The paper also proposes a metadata cache on the memory controller to accelerate access to recently used lines. No detailed description of the metadata cache is given, but a conventional set-associative cache will suffice. The paper suggests that the range of OSPA covered by the metadata cache should not be smaller than the last-level unified TLB of the system, such that the normal access path without last-level TLB miss should also be unaffected by metadata cache misses. To further improve metadata cache hit rate, the paper also suggests that for uncompressed pages, it is sufficient to only cache the first half of the metadata entry, since only status bits and chunk pointers are needed to perform linear translation within uncompressed pages. The second half of the physical slot can then be used for caching another uncompressed page’s translation. Although this also requires over-provisioning the number of tags in the metadata cache, the extra storage for tags is insignificant compared with metadata entry size.

The paper proposes two extra optimizations for improving the efficiency of Compresso. The first is page overflow prediction, which directly expands a page to 4KB without having to go through the middle stages. The reasoning behind is that pages might be initialized with zero by the library before they are written by the application. In this case, the page will always begin its life cycle with the minimum possible configuration. In later stages of execution, as the application writes into the page, the page needs to be expended a few times before it reaches 4KB, if the page is hardly compressible, causing unnecessary bandwidth if this could be predicted. Compresso uses one global predictor, which is a two bit saturating counter incremented for every global page overflow, and an array of local predictors, which are saturating counters incremented for every cache line access for the page (page numbers are hashed onto the counters). On the next cache line overflow, if both the global and the local counter are saturated, the page will be directly expanded to 4KB, with all lines stored uncompressed. No more unnecessary traffic will be generated by this page at the cost of lower compression ratio.

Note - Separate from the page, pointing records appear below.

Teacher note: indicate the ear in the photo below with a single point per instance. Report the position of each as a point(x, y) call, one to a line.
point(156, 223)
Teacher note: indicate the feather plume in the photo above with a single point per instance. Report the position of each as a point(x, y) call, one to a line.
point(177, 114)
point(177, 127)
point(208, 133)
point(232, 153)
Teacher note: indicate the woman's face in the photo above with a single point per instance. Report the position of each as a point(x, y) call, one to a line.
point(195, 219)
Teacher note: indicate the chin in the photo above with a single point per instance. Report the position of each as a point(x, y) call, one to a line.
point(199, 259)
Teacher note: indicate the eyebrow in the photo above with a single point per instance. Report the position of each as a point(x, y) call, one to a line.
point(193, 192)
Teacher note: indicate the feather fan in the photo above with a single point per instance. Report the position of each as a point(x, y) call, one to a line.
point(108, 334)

The second optimization is background page recompaction, which is triggered when a metadata entry is evicted from the cache. Eviction is an indication that the page has not been accessed for a while, turining cold gradually, which qualifies for recompaction as it frees extra chunks by rearranging existing lines. The memory controller computes the sum of compressed block sizes in the page, and compares that with the current storage allocated to it. If the difference is larger than 5112 bytes, implying that at least one chunk can be freed, recompaction will be triggered, which reads out all lines in the page to a temporary buffer, and streams them back in-order for both fast access and storage saving.